O IPCC é o principal culpado disto. Ele tem a dificuldade acrescida de ser obrigado a procurar a ratificação dos governos mundiais para os seus relatórios e ao mesmo tempo tem sido sempre apontado por subestimar a crise iminente.
Os cientistas de todo o mundo que contribuem para os relatórios deste organismo devem estar atentos ao seu histórico de conservadorismo equivocado, e afinarem a sua abordagem para o futuro. Claro que as incertezas são inerentes aos modelos sobre como e quando o clima se irá desestabilizar, mas quando o que está em jogo é tão importante como agora, temos de funcionar segundo o princípio da precaução — o normal ónus da prova para os cientistas deve ser invertido.
Risco aceitável
Ao atual nível de 1.1ºC de aquecimento global, as alterações climáticas e o colapso ecológico já estão a desalojar e a matar centenas de milhares de humanos, e a mandar para a extinção outras espécies. Acima de 1.5ºC, no entanto, os riscos para a humanidade e os ecossistemas aumentam significativamente.
Apesar disso, o objetivo da ONU para as emissões de carbono atingirem o zero líquido em 2050 só nos dá uma probabilidade de dois para um de limitar o aquecimento global abaixo deste nível. Esse objetivo tem por base um dos muitos cenários potenciais apresentados pelos cientistas do IPCC no seu relatório de 2018.

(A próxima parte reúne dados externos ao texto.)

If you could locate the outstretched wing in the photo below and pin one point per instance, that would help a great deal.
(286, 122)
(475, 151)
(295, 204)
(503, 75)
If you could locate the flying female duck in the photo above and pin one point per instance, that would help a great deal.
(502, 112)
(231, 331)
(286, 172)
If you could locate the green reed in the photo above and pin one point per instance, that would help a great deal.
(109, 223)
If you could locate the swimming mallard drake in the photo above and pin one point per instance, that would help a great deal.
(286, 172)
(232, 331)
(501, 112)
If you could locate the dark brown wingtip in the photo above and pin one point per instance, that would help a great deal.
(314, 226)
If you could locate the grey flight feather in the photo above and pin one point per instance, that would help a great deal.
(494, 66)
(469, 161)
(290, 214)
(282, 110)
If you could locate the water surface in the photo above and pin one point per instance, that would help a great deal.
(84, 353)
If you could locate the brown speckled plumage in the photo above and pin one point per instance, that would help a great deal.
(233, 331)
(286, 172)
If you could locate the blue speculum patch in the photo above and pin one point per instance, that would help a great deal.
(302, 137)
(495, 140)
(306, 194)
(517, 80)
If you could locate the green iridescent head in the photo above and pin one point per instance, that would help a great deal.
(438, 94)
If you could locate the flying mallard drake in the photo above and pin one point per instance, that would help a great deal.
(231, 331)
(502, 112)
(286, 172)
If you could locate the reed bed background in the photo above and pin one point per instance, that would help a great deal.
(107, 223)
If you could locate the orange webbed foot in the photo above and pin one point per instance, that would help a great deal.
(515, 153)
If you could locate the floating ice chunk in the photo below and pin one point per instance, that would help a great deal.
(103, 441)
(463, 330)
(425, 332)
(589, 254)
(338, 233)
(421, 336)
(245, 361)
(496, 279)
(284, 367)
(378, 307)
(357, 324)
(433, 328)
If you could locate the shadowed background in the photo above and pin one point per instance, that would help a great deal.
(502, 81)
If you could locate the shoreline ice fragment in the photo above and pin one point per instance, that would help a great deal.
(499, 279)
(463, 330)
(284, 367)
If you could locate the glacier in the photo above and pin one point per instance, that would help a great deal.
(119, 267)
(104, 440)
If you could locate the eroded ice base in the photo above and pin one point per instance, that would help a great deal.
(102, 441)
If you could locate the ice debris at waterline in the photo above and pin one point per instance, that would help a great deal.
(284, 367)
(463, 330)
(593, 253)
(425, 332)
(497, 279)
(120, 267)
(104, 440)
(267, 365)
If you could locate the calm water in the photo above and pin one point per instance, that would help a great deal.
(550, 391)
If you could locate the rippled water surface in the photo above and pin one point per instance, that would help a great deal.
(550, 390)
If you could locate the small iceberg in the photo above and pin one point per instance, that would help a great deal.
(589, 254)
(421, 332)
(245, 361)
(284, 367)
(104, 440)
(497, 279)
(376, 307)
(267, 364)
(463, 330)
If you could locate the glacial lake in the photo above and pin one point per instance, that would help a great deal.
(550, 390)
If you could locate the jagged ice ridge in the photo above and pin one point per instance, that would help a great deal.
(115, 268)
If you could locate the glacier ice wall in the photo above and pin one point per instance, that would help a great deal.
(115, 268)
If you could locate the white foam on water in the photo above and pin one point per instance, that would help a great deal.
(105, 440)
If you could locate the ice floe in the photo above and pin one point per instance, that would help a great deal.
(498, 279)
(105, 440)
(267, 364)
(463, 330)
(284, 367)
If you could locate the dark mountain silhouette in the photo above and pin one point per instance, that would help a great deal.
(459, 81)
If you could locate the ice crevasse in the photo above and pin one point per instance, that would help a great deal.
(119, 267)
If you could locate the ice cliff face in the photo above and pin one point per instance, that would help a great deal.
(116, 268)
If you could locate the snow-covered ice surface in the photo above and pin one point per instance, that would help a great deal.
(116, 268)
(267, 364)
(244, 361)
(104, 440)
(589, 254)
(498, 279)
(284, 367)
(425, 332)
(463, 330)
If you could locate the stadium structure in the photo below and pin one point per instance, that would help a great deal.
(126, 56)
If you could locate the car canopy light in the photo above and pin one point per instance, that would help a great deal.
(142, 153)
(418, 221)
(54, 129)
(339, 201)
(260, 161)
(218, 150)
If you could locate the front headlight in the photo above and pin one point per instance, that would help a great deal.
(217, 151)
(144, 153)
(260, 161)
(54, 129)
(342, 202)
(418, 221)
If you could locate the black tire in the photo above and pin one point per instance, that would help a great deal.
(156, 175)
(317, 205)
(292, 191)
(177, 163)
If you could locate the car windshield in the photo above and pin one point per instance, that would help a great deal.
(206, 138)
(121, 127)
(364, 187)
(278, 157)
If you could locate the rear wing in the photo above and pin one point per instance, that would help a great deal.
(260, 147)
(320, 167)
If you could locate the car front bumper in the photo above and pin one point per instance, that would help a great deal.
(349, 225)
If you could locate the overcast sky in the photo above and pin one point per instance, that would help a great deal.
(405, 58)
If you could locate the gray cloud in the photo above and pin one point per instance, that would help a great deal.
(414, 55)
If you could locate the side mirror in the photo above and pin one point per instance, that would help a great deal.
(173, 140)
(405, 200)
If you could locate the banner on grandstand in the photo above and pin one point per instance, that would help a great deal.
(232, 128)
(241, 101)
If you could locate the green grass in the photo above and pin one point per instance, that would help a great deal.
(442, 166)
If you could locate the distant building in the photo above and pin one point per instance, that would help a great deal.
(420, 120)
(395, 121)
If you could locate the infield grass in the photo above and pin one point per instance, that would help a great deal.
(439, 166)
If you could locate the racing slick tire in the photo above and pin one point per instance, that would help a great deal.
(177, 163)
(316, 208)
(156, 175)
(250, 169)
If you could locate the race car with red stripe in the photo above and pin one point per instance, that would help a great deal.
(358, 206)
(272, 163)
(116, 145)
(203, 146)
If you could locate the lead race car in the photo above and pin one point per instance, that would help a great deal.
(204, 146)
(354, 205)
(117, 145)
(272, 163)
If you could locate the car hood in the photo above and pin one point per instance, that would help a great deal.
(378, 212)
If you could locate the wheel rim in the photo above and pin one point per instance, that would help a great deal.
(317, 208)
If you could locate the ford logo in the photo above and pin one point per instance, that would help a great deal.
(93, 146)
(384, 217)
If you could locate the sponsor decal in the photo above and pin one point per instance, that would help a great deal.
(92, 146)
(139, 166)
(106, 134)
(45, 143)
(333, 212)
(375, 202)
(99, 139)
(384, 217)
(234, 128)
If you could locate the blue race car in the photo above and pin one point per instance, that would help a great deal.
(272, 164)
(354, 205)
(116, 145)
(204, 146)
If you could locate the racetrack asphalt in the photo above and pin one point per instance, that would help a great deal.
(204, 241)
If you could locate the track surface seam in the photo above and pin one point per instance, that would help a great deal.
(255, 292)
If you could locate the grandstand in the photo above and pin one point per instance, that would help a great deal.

Profissões como as de médico não aceitariam essa aposta para preservar a vida se tivessem melhores probabilidades à disposição. Porque é que isto não é verdade para os cientistas do clima? Temos de mudar tanto as nossas ideias como as da sociedade acerca do que é o nível aceitável de risco para apresentar aos líderes de governo, e por conseguinte aos habitantes desta planeta.
Aqui e agora
Mesmo os cenários referidos que nos dão meia hipótese de limitar o aquecimento a 1.5ºC assentam em tecnologias com eficácia ainda por provar no que toca a sugar o dióxido de carbono da atmosfera na segunda metade do século. Também não levam em conta o panorama político no qual esses cenários se aplicam. Os líderes políticos têm consciência de que um aquecimento acima de 3 ou 4 graus nos leva a um ponto para além da capacidade da civilização se adaptar, e mesmo assim recusam-se a tomar medidas como a eliminação progressiva global dos subsídios aos combustíveis fósseis que custam por ano pelo menos 100 mil milhões de dólares.
Perante uma genuína ameaça existencial à nossa civilização, nós enquanto cientistas temos de mudar o nosso foco dos cenários de longo prazo que dão uma falsa sensação de controlo sobre a crise climática e traçam cortes drásticos nas emissões como sendo facilmente realizáveis.
Em vez disso, devemos concentrar-nos no aqui e agora. Por exemplo, o nosso sistema alimentar global já é vulnerável aos fenómenos climáticos extremos. Se as secas atingirem vários países ao mesmo tempo, não há garantias de que as nossas cadeias de abastecimento alimentar — em que as entregas chegam “mesmo a tempo” para minimizar custos — não irão colapsar na próxima década ou na seguinte.
Comparando com o imenso volume de investigação dedicada aos impactos incertos do aquecimento global em 2050 ou 2100, sabemos assustadoramente pouco sobre a fragilidade das cadeias de abastecimento — ou de outras partes da nossa pontual e eficiente economia global — no curto prazo. Redirecionar recursos para estas vulnerabilidades a curto prazo tão subinvestigadas é vital, não só porque isso irá fazer a crise climática e ecológica parecer mais próxima do que os abstratos aumentos de temperatura e orçamentos de carbono.
Afinal de contas, a forma como o mundo responde à crise iminente depende do grau da sensação de urgência de ação radical por parte dos seus cidadãos e líderes. Ao reenquadrarmos a nossa investigação e ao mudarmos os níveis aceitáveis de risco e incerteza, talvez os cientistas do clima possam finalmente ajudar a humanidade a mudar o seu rumo carbónico.
Wolfgang Knorr é investigador em geografia e ciência dos ecossistemas na Universidade de Lund, na Suécia. Publicado no portal The Conversation. Traduzido por Luís Branco para o esquerda.net.